I don't have any useful advice or insight, but I just wanted to say I'm so sorry to hear about your baby. I hope he recovers completely and gets better soon. Poor thing. Don't beat yourself up about it though, all the shoulda-woulda-couldas in the world won't change what happened and you did the best that you could. I'm sure you're a great dog owner and this does not change that. Good luck and keep us updated.


----------



## pamperedpups (Dec 7, 2006)

Pood's treatment cost about $1000. He had several visits with the specialist and was on many pain and eye meds. The eye is smaller now and the entire surface looks similar to a cataract, cloudy blue, but with no pupil or iris visible. The pressure is unreadably low.

Did Kintaro's eye come completely out of the socket? If not, it concerns me that the vet would cut the eye area, force the enlarged eye into the socket and suture it shut.
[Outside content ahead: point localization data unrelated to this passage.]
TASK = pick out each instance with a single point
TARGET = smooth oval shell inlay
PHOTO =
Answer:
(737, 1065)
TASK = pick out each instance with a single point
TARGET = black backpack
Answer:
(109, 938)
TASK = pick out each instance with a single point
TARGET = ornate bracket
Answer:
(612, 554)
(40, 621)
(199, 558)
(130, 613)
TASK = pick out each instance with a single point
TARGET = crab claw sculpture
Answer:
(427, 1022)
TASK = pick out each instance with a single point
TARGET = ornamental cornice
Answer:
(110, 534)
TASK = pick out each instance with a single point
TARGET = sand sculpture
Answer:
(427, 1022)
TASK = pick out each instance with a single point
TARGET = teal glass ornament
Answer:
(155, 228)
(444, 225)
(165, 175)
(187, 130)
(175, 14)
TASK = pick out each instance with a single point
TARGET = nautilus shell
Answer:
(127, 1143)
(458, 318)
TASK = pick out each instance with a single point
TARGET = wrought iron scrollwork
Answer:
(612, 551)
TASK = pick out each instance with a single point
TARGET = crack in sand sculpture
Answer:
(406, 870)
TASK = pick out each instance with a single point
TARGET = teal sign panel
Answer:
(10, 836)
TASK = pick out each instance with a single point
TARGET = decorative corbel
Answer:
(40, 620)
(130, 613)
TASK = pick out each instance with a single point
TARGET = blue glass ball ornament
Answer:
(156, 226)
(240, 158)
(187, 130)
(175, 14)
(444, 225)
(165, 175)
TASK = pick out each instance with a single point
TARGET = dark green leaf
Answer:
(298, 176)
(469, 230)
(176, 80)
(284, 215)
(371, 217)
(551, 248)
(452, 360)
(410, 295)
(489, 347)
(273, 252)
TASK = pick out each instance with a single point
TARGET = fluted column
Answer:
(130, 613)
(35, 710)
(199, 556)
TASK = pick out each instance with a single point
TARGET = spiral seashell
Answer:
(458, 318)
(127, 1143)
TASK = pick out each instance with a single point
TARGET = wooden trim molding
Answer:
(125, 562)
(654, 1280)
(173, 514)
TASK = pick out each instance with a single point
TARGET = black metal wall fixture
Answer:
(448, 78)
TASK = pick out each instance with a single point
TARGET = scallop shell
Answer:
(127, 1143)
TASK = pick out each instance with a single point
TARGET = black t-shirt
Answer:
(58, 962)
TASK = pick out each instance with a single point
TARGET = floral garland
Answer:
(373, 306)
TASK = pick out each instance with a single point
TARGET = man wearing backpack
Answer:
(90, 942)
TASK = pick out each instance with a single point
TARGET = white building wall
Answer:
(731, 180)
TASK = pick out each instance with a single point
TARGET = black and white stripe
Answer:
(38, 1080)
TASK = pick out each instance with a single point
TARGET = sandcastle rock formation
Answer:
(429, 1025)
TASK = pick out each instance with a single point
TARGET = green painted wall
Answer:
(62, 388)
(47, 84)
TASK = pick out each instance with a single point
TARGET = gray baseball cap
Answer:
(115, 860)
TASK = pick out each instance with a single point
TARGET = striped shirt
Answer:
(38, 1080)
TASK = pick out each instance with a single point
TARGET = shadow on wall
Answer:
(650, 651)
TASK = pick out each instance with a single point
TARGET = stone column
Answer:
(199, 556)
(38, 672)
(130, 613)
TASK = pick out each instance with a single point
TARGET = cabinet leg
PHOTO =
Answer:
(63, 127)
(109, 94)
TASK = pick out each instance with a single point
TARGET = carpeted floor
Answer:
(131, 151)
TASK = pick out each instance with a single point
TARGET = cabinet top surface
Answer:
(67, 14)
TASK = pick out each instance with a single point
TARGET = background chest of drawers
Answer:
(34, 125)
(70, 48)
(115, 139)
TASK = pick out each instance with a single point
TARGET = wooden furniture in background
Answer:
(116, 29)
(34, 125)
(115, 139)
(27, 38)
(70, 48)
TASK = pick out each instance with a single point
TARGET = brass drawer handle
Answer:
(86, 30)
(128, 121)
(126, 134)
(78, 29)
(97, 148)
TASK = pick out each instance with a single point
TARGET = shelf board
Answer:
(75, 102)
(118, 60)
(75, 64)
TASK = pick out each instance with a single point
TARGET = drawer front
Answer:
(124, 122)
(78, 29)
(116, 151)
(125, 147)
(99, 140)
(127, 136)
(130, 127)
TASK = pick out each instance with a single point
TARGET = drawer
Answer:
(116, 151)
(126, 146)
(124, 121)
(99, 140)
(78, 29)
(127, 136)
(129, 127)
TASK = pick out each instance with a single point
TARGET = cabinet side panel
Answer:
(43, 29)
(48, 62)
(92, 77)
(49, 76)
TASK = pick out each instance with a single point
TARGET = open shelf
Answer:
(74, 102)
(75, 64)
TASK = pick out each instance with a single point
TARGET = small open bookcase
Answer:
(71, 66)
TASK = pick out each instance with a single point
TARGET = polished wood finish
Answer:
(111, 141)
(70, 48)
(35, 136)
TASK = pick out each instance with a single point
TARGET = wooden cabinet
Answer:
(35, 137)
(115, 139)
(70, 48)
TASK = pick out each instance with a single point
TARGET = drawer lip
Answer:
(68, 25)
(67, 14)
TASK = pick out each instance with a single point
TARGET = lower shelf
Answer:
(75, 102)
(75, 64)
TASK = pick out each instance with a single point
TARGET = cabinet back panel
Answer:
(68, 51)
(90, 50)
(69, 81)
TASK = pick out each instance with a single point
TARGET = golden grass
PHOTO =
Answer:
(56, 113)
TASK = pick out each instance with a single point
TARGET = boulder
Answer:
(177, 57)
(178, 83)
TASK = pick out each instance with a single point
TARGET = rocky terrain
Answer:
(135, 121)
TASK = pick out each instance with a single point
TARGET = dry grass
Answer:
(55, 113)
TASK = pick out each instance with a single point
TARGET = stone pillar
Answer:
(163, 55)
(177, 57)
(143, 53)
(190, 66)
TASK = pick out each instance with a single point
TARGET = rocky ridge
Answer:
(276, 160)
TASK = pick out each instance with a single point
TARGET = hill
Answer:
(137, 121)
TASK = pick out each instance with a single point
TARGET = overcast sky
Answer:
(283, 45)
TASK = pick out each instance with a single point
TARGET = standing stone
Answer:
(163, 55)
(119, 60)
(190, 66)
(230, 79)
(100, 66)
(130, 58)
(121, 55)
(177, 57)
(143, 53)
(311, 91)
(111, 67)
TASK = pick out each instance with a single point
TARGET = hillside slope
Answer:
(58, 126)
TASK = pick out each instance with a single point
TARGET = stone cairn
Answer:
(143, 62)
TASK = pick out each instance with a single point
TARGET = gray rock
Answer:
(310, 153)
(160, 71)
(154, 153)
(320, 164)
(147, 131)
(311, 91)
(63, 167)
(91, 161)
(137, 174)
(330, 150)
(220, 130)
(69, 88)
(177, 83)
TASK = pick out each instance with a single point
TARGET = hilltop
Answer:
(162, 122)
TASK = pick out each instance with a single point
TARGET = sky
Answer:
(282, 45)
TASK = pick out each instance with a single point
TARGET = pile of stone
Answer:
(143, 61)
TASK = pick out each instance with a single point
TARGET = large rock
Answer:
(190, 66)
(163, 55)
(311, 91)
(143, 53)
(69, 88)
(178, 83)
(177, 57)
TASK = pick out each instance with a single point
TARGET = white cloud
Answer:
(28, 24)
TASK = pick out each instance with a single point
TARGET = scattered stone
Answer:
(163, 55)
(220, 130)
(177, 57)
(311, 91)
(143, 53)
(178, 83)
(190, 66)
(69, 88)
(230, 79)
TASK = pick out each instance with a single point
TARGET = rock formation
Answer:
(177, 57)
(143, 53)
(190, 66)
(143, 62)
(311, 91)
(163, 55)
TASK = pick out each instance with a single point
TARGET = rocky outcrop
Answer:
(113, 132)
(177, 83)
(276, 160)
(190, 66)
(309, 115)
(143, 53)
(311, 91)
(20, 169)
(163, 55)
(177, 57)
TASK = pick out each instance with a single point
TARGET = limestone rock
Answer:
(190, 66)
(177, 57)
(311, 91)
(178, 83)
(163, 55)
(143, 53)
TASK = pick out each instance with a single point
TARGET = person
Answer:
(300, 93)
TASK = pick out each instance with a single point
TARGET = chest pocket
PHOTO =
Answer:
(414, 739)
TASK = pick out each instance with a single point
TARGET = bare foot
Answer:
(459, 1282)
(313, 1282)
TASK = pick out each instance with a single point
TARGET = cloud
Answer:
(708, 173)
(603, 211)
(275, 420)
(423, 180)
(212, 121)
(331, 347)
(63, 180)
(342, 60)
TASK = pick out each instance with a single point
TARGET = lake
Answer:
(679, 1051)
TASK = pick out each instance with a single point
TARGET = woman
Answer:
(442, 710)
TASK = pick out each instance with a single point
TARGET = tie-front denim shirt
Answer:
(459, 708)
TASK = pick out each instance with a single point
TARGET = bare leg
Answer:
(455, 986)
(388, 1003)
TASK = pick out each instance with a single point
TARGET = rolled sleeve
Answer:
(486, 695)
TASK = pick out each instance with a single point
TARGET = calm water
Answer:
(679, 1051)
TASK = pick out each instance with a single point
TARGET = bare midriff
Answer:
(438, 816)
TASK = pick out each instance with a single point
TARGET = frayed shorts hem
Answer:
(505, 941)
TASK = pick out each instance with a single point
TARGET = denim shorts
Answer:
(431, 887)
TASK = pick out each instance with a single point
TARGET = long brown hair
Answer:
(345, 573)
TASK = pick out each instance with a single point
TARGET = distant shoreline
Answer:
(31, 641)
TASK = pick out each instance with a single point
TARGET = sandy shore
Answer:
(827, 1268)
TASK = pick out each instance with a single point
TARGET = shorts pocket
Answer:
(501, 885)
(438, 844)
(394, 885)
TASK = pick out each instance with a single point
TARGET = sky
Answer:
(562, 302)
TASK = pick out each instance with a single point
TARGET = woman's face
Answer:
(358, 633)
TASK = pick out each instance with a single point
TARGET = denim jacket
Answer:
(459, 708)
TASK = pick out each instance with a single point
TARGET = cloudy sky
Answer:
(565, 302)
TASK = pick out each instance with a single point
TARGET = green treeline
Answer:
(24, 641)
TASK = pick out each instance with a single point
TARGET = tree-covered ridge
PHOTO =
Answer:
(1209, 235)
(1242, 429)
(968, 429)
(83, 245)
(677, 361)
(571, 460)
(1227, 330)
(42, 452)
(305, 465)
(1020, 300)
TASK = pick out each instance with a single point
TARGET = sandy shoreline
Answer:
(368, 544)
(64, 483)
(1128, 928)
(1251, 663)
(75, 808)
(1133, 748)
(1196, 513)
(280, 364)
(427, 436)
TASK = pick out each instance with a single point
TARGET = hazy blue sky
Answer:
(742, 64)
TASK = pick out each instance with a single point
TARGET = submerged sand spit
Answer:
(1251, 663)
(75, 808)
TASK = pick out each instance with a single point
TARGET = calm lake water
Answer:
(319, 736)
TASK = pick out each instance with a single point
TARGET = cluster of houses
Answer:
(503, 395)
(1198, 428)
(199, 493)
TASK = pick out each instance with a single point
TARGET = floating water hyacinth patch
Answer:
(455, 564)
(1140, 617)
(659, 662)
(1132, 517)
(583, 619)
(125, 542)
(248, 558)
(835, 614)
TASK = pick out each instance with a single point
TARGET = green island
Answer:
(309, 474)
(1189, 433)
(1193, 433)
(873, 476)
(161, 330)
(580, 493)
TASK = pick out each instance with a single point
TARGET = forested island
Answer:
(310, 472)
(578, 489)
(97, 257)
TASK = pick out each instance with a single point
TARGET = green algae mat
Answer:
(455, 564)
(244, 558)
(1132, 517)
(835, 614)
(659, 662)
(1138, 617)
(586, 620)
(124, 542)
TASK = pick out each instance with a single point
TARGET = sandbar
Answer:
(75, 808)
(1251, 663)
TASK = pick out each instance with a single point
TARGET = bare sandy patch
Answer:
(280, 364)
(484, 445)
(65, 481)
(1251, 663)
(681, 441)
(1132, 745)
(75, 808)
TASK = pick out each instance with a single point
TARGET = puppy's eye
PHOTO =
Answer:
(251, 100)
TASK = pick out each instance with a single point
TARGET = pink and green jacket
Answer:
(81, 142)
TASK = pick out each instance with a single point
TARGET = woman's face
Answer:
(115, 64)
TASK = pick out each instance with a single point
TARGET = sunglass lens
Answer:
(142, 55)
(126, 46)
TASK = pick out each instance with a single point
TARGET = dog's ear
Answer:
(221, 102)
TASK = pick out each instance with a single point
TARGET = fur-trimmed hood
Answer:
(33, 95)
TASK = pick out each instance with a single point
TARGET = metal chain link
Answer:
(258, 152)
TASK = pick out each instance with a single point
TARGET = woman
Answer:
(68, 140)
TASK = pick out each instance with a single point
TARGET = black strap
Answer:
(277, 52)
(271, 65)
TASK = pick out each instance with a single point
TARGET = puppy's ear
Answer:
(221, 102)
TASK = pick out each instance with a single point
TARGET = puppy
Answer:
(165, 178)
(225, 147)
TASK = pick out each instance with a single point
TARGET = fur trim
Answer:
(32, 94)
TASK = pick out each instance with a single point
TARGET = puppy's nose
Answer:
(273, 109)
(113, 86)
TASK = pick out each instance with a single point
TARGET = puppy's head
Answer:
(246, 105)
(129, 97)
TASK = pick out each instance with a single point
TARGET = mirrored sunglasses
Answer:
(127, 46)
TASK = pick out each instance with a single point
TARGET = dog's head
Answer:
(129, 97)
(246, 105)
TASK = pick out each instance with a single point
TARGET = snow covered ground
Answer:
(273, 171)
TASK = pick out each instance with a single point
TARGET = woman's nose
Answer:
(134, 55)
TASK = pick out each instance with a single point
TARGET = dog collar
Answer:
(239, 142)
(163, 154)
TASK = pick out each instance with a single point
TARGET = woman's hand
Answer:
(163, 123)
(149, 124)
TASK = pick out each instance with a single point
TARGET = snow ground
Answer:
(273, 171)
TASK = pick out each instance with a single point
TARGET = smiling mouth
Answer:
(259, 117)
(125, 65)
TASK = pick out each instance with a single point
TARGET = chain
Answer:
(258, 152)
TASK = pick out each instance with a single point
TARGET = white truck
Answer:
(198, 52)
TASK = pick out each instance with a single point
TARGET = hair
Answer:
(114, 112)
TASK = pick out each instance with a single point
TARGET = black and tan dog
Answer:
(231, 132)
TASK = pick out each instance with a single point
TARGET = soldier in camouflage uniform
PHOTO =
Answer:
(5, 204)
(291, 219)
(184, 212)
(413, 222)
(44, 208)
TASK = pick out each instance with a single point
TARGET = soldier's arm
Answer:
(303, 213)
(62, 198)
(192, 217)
I do hope you can find a veterinary opthamologist to consult with soon.

I would start your search for more information here: http://www.acvo.com


----------



## KintaroLove (May 21, 2008)

Dogstar said:


> It's called proptusis, IIRC, and here's a good article about a case here - http://vetontheedge.blogspot.com/2008/11/horror-show-eyes.html
> 
> All that said, even if he DOES end up losing the eye, he'll cope fine.


Thank u dogstar that was a great article. very well written.

Corgimama and Max's human thank you, it is very difficult. I've read a lot of people go through this...it is just so painful to see it. Max's human, thank you, things especially like this make me feel like a terrible owner.

and pampered pups thank you so much. Yes the eyeball was still intact and they decided to put it back in because the doctor saw major movement in the globe. I will def. be going to an opthamologist. Can you tell me why there is concern for keeping the intact eye back into the socket? are there bad implications to this? How did they save your poods eye?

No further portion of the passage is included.